Следом он расстегнул наручники и освободил Алиаса.
– Сегодня тебе повезло, но поверь, в первый и последний раз.
Первым рынок покинул Булавадзе, следом за ним исчез Алиас. Девушка, так и не купив фрукты, пошла домой. А люди на рынке вернулись к своим делам, еще долго обсуждая происшествие.
***
Проспект Мира в Мухусе соответствовал названию. На центральной улице автомобильный гул сменил когда-то перебивший его танковый рев. Люди из окопов возвращались к труду в кабинетах. Развивался малый бизнес. Появились очереди за горячим хлебом. «Очереди за хлебом» – в то время эта фраза звучала в позитивном ключе.
На фоне уничтоженной экономики, развала Союза и контрольного выстрела враждебного агрессора сократились рабочие места, зато участилась привычка коротать время. Кабаки, коими когда-то славился Мухус, сменили ларьки. Будки в четыре квадрата, помимо основной функции в виде торговли, частенько собирали любителей отдохнуть за выпивкой. Смена утренних гуляк, изрядно захмелевших к обеду, уступала дневной группе. Та, дотянув до вечера, передавала эстафету ночной компании. Надо отдать должное продавщицам, днями напролет слушать поддатых мужиков – занятие не из легких.
Ценилась каждая мелочь. Батончик «Сникерс», как роскошь, попадая на всеобщее обозрение детей, неминуемо взывал к возгласам: «Дай укусить». И делились ведь! Скупость, расчетливость, алчность председательствовали в списке главных пороков. Их избегали, как могли. Щедрость, доброта, добродушие, как норма поведения, не приводили к восторженным удивлениям. Это – либо благодарность Всевышнему за пережитые годы войны, либо единственно возможный путь для общества, чтобы выжить.
Инал сидел на лестнице перед дверью ломбарда, провожая взглядом отечественные автомобили и внимательно наблюдая за редкими иномарками. Башенные часы над зданием администрации города показывали три часа. Из рядом стоящей будки доносились шутки, споры и тосты. Инала неоднократно звали выпить. Но он под предлогом важных дел отказывался. В итоге человек, накрывший поляну и истративший на это всю выручку, позаимствовал на потом одну шоколадку, которой угостил Инала, и полностью отдался кутежу.

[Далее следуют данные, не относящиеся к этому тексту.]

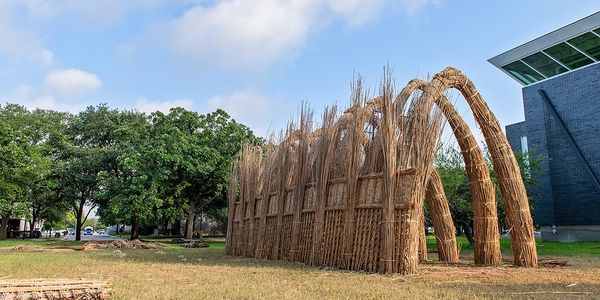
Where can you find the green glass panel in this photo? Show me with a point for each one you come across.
(544, 64)
(522, 72)
(588, 43)
(568, 55)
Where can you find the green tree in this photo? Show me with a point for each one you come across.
(12, 165)
(86, 151)
(456, 185)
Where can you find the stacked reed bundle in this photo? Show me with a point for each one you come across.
(54, 289)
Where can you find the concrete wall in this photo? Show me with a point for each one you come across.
(571, 233)
(565, 194)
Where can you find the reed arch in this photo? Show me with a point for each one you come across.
(350, 194)
(483, 198)
(506, 166)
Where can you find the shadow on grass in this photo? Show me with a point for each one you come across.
(568, 290)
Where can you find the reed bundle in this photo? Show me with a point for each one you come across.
(351, 193)
(54, 289)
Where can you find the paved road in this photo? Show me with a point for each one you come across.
(93, 238)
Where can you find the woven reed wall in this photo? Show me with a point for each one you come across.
(350, 194)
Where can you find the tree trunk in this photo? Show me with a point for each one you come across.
(176, 230)
(135, 233)
(422, 239)
(189, 224)
(78, 228)
(468, 230)
(3, 227)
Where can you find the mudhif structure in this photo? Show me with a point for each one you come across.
(350, 193)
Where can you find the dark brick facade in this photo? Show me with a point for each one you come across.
(565, 194)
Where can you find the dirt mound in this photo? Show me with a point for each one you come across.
(29, 248)
(196, 245)
(122, 244)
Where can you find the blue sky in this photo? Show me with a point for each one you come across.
(258, 59)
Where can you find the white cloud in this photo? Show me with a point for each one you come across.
(258, 112)
(72, 83)
(248, 34)
(149, 106)
(356, 12)
(49, 102)
(24, 46)
(240, 33)
(411, 7)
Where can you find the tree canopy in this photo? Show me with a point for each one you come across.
(135, 168)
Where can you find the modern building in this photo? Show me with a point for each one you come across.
(560, 75)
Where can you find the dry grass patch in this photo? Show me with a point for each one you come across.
(180, 273)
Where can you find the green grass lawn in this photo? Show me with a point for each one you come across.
(544, 248)
(175, 272)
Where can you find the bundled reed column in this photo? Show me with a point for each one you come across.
(443, 226)
(302, 177)
(507, 169)
(388, 131)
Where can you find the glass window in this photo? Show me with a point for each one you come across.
(588, 43)
(522, 72)
(568, 55)
(544, 64)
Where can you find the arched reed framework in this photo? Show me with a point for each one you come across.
(350, 194)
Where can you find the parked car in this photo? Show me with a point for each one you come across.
(88, 230)
(36, 233)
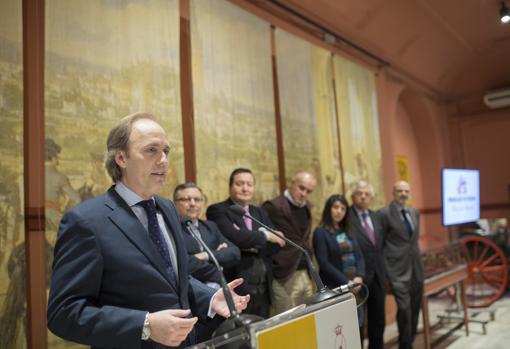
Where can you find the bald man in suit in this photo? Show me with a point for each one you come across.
(403, 262)
(367, 227)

Мимо Инала прошли два министра. Он сразу представил себя в их должности, как подписывает документы, дает распоряжения, зачитывает новые указы. Он верил, что и он когда-нибудь внесет свою лепту в развитие страны. А вот бывать в шкуре рабочих, через дорогу мешавших бетон, он не желал. По его мнению, труд был ему противопоказан. Всегда рассказывал случай, как в деревне решил дрова поколоть. Первый же удар пришелся мимо полена, топор воткнулся в галошу. Благо, дедовские галоши были ему на пару размеров больше ступни, все обошлось.
Замечтавшегося Инала окликнул знакомый голос.
– Не дали денег.
– Баран! Да где тебя черти носили? Я столько ждал, чтобы услышать этот никчемный ответ?
Круглолицый, невысокого роста парень виновато склонил голову. Под свежим загаром прятались покрасневшие щеки. Надутый и поникший от стыда и страха парень в сжатых ладонях держал семейную реликвию, цепочку из червонного золота, принадлежащую в прошлом его прабабушке.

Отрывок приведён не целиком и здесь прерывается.